Vorsicht bei „Pflichtteilsvermächtnissen“
In einigen Testamenten finden sich Formulierungen wie: „Wir vermachen unserem Sohn einen Geldbetrag in Höhe unseres Pflichtteilsanspruches“ oder „Unsere Tochter soll ihren Pflichtteil erhalten“. Hintergrund dieser Regelungen ist zumeist, dass das erwähnte Kind nicht Erbe, also nicht verantwortlicher Rechtsnachfolger des Erblassers, werden soll, aber irgendwie auch nicht unerwähnt bleiben soll. Für die Höhe des Anspruches des nicht als Erbe eingesetzten Kindes macht es keinen Unterschied, ob es gar nicht erwähnt wird oder testamentarisch verfügt wird, dass es seinen Pflichtteilsanspruch erhalten soll.

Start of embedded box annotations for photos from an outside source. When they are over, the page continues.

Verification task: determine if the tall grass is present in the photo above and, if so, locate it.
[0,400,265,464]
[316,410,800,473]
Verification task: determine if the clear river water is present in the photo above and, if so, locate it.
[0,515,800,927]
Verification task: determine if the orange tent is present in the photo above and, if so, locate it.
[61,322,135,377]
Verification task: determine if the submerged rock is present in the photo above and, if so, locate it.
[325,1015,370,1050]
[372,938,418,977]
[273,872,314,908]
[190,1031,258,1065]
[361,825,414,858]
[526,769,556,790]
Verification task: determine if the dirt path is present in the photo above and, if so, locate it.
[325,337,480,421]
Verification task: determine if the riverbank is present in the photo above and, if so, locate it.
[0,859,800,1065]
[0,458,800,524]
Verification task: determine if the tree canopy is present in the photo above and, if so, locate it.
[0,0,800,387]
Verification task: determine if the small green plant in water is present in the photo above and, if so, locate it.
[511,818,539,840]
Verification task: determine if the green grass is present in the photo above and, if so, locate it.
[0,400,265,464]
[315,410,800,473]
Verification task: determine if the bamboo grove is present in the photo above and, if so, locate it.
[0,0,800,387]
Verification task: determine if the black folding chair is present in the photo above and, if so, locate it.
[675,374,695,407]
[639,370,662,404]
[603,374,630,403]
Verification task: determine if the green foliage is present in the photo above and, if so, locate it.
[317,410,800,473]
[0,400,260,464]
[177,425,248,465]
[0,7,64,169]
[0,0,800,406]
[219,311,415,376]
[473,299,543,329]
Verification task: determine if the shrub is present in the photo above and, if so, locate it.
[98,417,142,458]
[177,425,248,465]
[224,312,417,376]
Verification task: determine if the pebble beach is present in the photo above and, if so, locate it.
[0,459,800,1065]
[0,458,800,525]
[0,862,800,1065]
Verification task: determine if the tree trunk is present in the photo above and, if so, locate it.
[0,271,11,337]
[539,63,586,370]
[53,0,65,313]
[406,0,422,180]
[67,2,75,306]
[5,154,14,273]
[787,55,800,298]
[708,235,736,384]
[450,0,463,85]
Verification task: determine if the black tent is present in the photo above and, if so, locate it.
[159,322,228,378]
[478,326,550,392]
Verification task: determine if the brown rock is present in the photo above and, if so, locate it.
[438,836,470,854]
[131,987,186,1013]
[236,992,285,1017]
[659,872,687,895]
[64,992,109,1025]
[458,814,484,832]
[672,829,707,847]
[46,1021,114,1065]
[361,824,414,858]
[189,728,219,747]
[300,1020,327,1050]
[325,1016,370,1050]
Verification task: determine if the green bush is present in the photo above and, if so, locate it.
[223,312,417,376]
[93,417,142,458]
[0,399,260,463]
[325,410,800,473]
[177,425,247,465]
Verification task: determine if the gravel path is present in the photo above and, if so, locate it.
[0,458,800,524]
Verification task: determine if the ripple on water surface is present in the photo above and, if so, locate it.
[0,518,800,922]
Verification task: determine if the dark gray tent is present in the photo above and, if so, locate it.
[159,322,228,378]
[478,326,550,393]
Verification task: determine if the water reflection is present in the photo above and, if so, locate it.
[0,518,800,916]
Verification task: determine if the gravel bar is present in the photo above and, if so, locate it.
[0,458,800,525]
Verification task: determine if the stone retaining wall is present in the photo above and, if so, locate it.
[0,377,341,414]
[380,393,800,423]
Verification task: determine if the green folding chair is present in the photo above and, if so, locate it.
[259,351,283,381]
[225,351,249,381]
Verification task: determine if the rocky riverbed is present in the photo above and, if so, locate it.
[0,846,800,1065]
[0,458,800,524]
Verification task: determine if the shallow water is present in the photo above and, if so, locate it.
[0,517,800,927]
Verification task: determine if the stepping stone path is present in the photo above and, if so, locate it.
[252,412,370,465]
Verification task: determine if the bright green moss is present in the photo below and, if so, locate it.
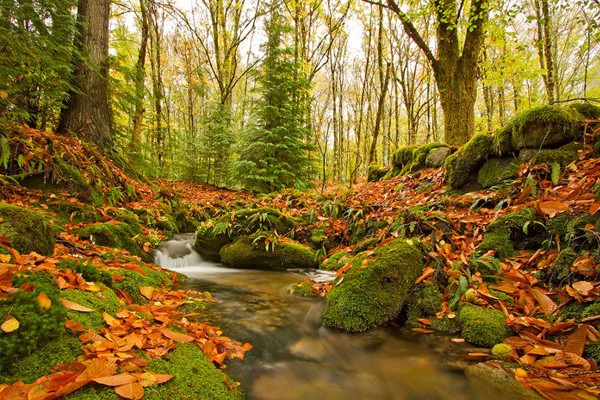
[323,239,423,332]
[444,134,492,189]
[493,106,583,155]
[60,288,123,332]
[220,233,318,270]
[0,272,66,369]
[75,222,143,255]
[458,303,510,347]
[0,332,82,384]
[0,203,55,256]
[320,251,351,271]
[477,158,519,188]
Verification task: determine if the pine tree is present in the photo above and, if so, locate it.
[235,1,313,192]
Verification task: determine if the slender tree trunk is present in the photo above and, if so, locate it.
[58,0,113,150]
[131,0,149,150]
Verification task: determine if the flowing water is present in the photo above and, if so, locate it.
[156,235,515,400]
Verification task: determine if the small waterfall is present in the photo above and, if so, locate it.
[154,233,204,269]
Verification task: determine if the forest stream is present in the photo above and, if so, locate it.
[156,235,514,400]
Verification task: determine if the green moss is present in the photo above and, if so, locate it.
[367,163,389,182]
[60,287,123,332]
[320,251,351,271]
[444,134,492,189]
[573,102,600,119]
[220,233,318,270]
[0,333,82,384]
[0,272,66,369]
[113,267,170,303]
[458,303,511,347]
[493,106,583,155]
[65,343,243,400]
[75,222,145,256]
[477,157,519,188]
[323,239,423,332]
[0,203,55,256]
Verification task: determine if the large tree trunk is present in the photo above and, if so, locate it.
[58,0,113,150]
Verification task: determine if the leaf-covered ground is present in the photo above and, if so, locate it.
[0,122,600,399]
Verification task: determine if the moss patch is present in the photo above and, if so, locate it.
[220,233,318,270]
[493,106,583,156]
[444,134,492,189]
[458,303,510,347]
[0,203,56,256]
[323,239,423,332]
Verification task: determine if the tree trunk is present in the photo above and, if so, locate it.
[58,0,113,150]
[131,0,149,149]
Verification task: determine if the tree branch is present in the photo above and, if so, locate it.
[362,0,437,67]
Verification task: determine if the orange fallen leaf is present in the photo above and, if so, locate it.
[0,317,21,333]
[92,372,137,386]
[115,382,144,400]
[160,328,194,343]
[58,299,94,312]
[36,292,52,310]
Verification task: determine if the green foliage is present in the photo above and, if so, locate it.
[0,272,66,369]
[458,303,510,347]
[323,239,423,332]
[0,203,55,255]
[0,0,77,128]
[235,2,313,193]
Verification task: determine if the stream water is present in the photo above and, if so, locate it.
[156,235,514,400]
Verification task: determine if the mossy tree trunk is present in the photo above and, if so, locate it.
[58,0,113,150]
[363,0,489,145]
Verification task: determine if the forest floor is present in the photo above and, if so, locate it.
[0,123,600,399]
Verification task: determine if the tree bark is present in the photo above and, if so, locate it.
[58,0,113,150]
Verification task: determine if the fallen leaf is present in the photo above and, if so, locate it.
[115,382,144,400]
[58,299,94,312]
[36,292,52,310]
[0,317,21,333]
[92,372,137,386]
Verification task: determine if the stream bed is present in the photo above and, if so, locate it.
[156,235,515,400]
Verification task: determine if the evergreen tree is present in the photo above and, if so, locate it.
[236,1,313,192]
[0,0,76,129]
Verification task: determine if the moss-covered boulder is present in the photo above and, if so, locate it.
[493,106,584,156]
[425,146,454,168]
[477,157,519,188]
[322,239,423,332]
[444,134,493,189]
[392,142,448,175]
[477,208,546,260]
[0,203,56,256]
[458,303,511,348]
[367,163,389,182]
[75,221,146,257]
[220,233,318,270]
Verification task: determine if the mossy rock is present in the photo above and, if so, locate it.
[322,239,423,332]
[425,146,454,168]
[220,233,318,270]
[65,343,244,400]
[458,303,511,348]
[0,203,56,256]
[477,208,547,260]
[320,251,352,271]
[477,157,519,188]
[367,163,389,182]
[518,142,583,167]
[0,271,66,368]
[444,134,493,189]
[392,142,448,175]
[573,102,600,119]
[493,106,583,156]
[74,222,148,259]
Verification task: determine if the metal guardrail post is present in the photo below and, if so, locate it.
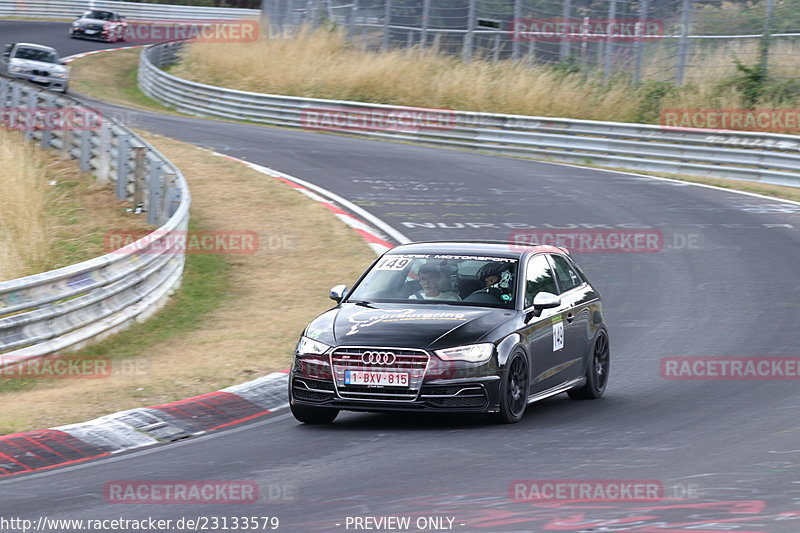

Allerdings sollte sich der Pflichtteilsberechtigte gut überlegen, ob er das grundsätzlich wohl gut gemeinte Vermächtnis annimmt, oder doch lieber darauf verzichtet und seinen Pflichtteilsanspruch geltend macht. Tatsächlich besteht der Anspruch zwar in gleicher Höhe, d.h. die Quote entspricht der Pflichtteilsquote – die Auskunftsansprüche des Pflichtteilsberechtigten gehen jedoch weiter und umfassen u.a. das Recht, die Vorlage eines notariellen Nachlassverzeichnisses zu verlangen und bei der Aufnahme dieses Verzeichnisses zugegen zu sein. Nimmt der Pflichtteilsberechtigte das Vermächtnis an und macht diesen Anspruch geltend, schneidet er sich, so entschied es kürzlich das OLG München (Beschluss v. 21.11.2022 Az. 3 U 2216/22), die dem Pflichtteilsberechtigten zustehenden Auskunftsansprüche ab. Dem Vermächtnisnehmer ist lediglich ein einfaches Nachlassverzeichnis zu erteilen. Damit besteht zwar der Anspruch in Höhe der Pflichtteilsquote, das Nachlassverzeichnis ist aber unter Umständen nicht mit der gleichen Sorgfalt erstellt worden, so dass die Berechnungsgrundlage nicht die gleiche ist. So kann es unter Umständen zu einer Schlechterstellung des Pflichtteilsberechtigten bei Annahme des Vermächtnisses kommen.
Wichtig ist daher sowohl bei der Konstruktion des Testaments als auch bei Geltendmachung testamentarischer Ansprüche rechtzeitig fachkundige Hilfe in Anspruch zu nehmen.